Meine Frau Beatrix und mein Sohn Matthias haben mir immer den Rücken freigehalten. Gerade meine Frau war auch in den schwereren Zeiten fest an meiner Seite. Dafür bin ich ihr sehr dankbar. Ohne sie hätte ich nicht diese Erfolge gehabt. Außerdem haben mir mein christlicher Glaube und meine positive Lebenseinstellung sehr geholfen.
Früher waren es die sportlichen Erfolge, die Sie motiviert und stolz gemacht haben. Was macht Sie heute zufrieden?
Heute lebe ich im Hier und Jetzt und genieße den Alltag. Ich mag es, morgens Brötchen zu holen und mich mit Zeitungen zu versorgen. Oder ich freue mich, wenn ich Zeit mit meinen Enkelkindern verbringen kann.
2004 mussten Sie sich wegen eines Burnouts für gut zwei Jahre komplett aus dem Trainerjob herausnehmen. Damals galt das Thema "Mentale Gesundheit" noch als Tabu. Wie sehen Sie die aktuelle Entwicklung, in der immer mehr Profis wie Robin Gosens, Timo Baumgartl oder Nils Petersen offen über dieses Thema sprechen?
Das Thema mentale Gesundheit wurde viel zu lange vernachlässigt. Zum Glück kann man heute auf psychologische Unterstützung im Leistungssport zählen. Zu meiner Zeit sprach man in der Öffentlichkeit nicht über dieses Thema. Als ich mich wegen meines Burnouts rausnehmen musste und sogar das Angebot, DFB-Bundestrainer zu werden, ausschlug, haben wir die wahren Gründe verschwiegen.
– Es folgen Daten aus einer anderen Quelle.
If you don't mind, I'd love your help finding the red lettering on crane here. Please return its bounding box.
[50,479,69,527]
Die Zeit war damals leider noch nicht reif für einen offeneren Umgang.
Popstar Marius Müller-Westernhagen, der kürzlich ebenfalls 75 wurde, sagte: "Das Leben ist eine Aneinanderreihung von Fehlern. Es gilt, daraus zu lernen und zu wachsen." Aus welchen Fehlern haben Sie in Ihrem Leben am meisten gelernt?
Er hat Recht. Wir alle sind Menschen und machen Fehler. Auch ich habe Fehler gemacht. Aber ich denke, meine Selbstreflexion hat mir nach allen Spielen, besonders nach Niederlagen, sehr geholfen und mich in meiner Entwicklung weitergebracht.
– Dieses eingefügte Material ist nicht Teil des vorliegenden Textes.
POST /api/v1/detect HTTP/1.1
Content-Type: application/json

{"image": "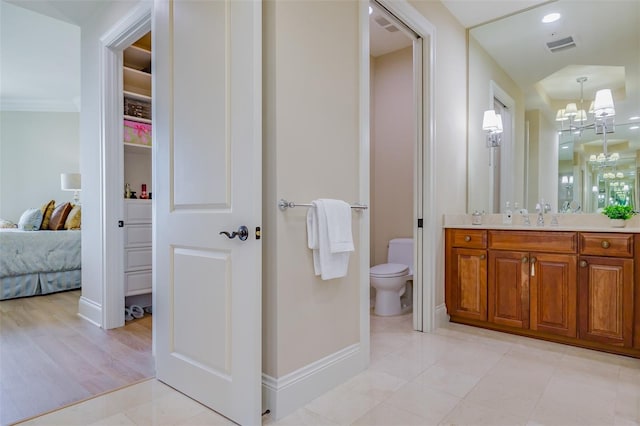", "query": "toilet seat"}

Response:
[369,263,409,278]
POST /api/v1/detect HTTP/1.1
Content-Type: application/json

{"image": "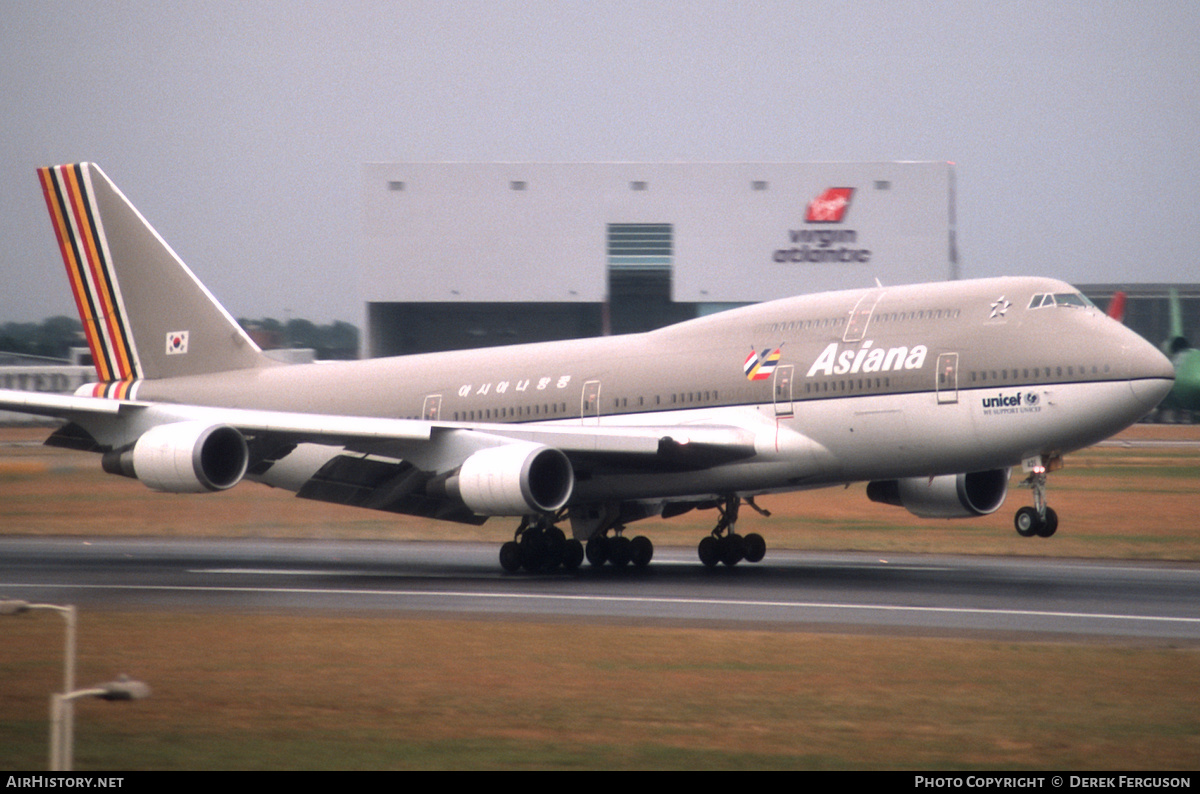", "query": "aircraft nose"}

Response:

Als ehemaliger Torjäger des VfB Stuttgart (38 Tore in 77 Spielen zwischen 1975 und 1978) haben Sie Ihren Ex-Klub immer noch im Blick. Welchen Eindruck macht Trainer Sebastian Hoeneß auf Sie?
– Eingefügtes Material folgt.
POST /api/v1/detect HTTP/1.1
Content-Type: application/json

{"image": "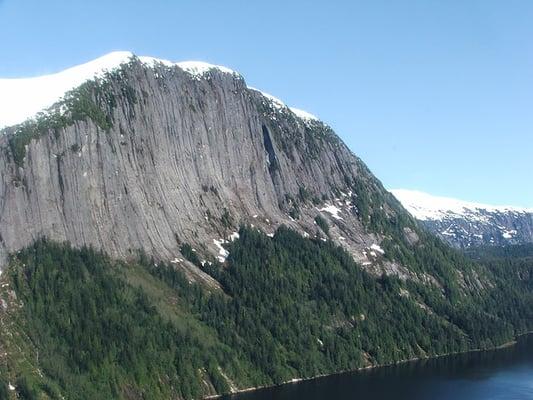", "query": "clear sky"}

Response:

Sebastian Hoeneß ist mit seinen 41 Jahren noch jung, aber bereits zu einer Persönlichkeit gereift. Er macht auf mich einen souveränen Eindruck. Ich denke, er hat den größten Anteil am Stuttgarter Höhenflug mit dem aktuellen Champions-League-Platz.
Die Nationalmannschaft der Schweiz, die Sie bis zu Ihrem Karriereende 2014 trainiert haben, ist bei der EURO 2024 Vorrundengegner Deutschlands. Was trauen Sie der Schweiz mit Trainer Murat Yakin bei der EURO zu?
Die Schweiz hat eine überragende Spielergeneration und mit Murat Yakin einen ruhigen und sachlichen Trainer, der sein Team immer wieder perfekt einstellt. Deutschland ist in meinen Augen zwar Favorit, aber ich tippe auf ein Unentschieden.
Viele deutsche Fußballfans machen sich im Hinblick auf die EURO 2024 Sorgen um das DFB-Team von Trainer Julian Nagelsmann. Sie auch?
Deutschland zählt für mich zum Favoritenkreis bei dieser Heim-EM. Ich habe großes Vertrauen zu Julian Nagelsmann. Er wird sein Team mit dem nötigen Selbstverständnis auftreten lassen.